In Odour Issues, Richard Craven proves himself not merely a parodist of classical texts but a mythmaker for the absurdities of modern existence. Here, the grand architecture of Homer’s The Odyssey is dismantled, brick by brick, only to be rebuilt as a grotesque funhouse reflection of contemporary life—a world where ambition leads not to glory but to bureaucratic purgatories, spa whirlpools, and the front end of a pantomime horse in the Startling Farter.
From the first few pages, dissolute aristocrat Lord Snatch takes center stage as a figure of both pitiable humanity and biting satire. If Odysseus was a paragon of cunning and resilience, then Snatch is his mirror image—flawed, fumbling, and haplessly caught in the swirling eddies of his drug addiction. Whether battling the seductive Sirens of Pex ‘n’ Quads or facing the corporate juggernaut of provincial merchant bank Handjob Luncheon plc, Snatch is less a hero than an etiolated loser, buffeted by forces he understands only too well but can never control.
What sets Odour Issues apart, however, is not its protagonist but the richly rendered world through which he stumbles. Craven’s Bristol, once again, becomes more than a setting—it is a character in its own right, twisting and shifting with a life of its own. The city’s decay mirrors the absurd trials faced by Lord Snatch, a labyrinth of collapsing spa facilities, oppressive boardrooms, and dystopian technological oracles. This version of Bristol, grotesque yet strangely familiar, serves as a vivid backdrop to Craven’s satire, a reflection of society’s fractured values and existential malaise.

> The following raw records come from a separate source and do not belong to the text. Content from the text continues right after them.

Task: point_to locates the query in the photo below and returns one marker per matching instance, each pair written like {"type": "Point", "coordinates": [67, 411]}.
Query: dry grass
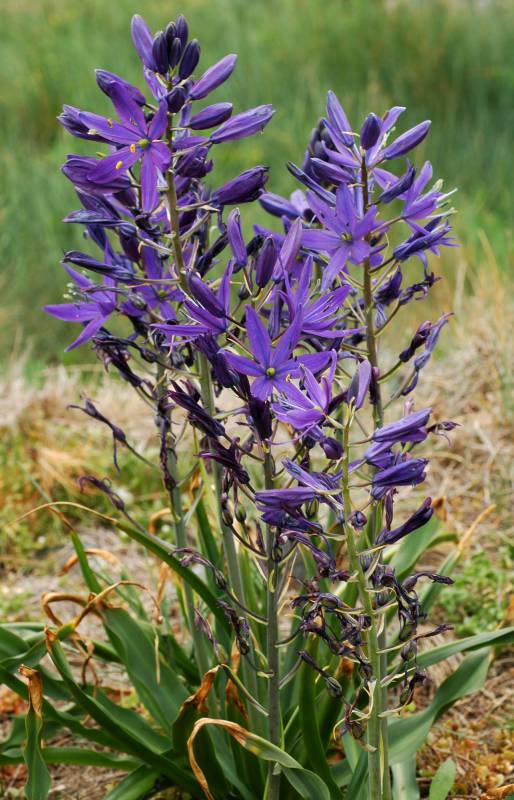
{"type": "Point", "coordinates": [47, 446]}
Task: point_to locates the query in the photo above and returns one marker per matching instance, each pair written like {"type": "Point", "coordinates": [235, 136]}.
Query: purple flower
{"type": "Point", "coordinates": [305, 409]}
{"type": "Point", "coordinates": [327, 487]}
{"type": "Point", "coordinates": [213, 77]}
{"type": "Point", "coordinates": [417, 520]}
{"type": "Point", "coordinates": [210, 116]}
{"type": "Point", "coordinates": [429, 338]}
{"type": "Point", "coordinates": [404, 473]}
{"type": "Point", "coordinates": [359, 385]}
{"type": "Point", "coordinates": [208, 312]}
{"type": "Point", "coordinates": [137, 141]}
{"type": "Point", "coordinates": [319, 316]}
{"type": "Point", "coordinates": [77, 169]}
{"type": "Point", "coordinates": [427, 238]}
{"type": "Point", "coordinates": [235, 237]}
{"type": "Point", "coordinates": [107, 81]}
{"type": "Point", "coordinates": [245, 124]}
{"type": "Point", "coordinates": [411, 428]}
{"type": "Point", "coordinates": [370, 131]}
{"type": "Point", "coordinates": [143, 41]}
{"type": "Point", "coordinates": [344, 238]}
{"type": "Point", "coordinates": [278, 206]}
{"type": "Point", "coordinates": [92, 313]}
{"type": "Point", "coordinates": [271, 366]}
{"type": "Point", "coordinates": [245, 187]}
{"type": "Point", "coordinates": [265, 263]}
{"type": "Point", "coordinates": [407, 141]}
{"type": "Point", "coordinates": [399, 186]}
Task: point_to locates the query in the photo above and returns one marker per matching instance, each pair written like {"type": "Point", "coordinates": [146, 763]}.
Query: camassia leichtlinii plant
{"type": "Point", "coordinates": [282, 382]}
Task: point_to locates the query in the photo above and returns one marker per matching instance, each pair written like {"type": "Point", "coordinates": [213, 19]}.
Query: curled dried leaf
{"type": "Point", "coordinates": [35, 688]}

Craven’s supporting cast—grotesques in the best sense of the word—offer a gallery of exaggerated absurdities. From the barge-dwelling sirens to the thugs of the Unauthorised Enema Squad, from Edwardian do-gooder Minerva Ledwitch to depressive provincial merchant banker Sir Hearty Lunchron to sacerdotal chess gimp Ianeass to the treacherous suitors gangbanging Lady Kelly Snatch, these characters are less individuals than archetypes, their ludicrous flaws amplifying the satire at the novel’s core.
Yet, for all its grotesque humor, Odour Issues also possesses a curious gravity. The absurdity of Lord Snatch’s trials, while often hilarious, carries an undercurrent of tragedy, a reminder of the universal futility in our quests for meaning, progress, and redemption. Craven’s prose—baroque, playful, and unrelenting—ensures that each page is both a challenge and a delight. The novel demands a reader who is willing to laugh at the ridiculousness of life even as they are confronted with its darker truths.
In Odour Issues, Craven has given us not merely a parody of Homer’s epic but a commentary on the human condition in all its absurdity. It is a book that defies easy classification—part satire, part tragedy, part literary experiment—and yet it succeeds brilliantly as all three. For those willing to plunge into its depths, this latest volume of the Bristolian Chronicles offers a journey as chaotic, darkly humorous, and strangely profound as the world it portrays.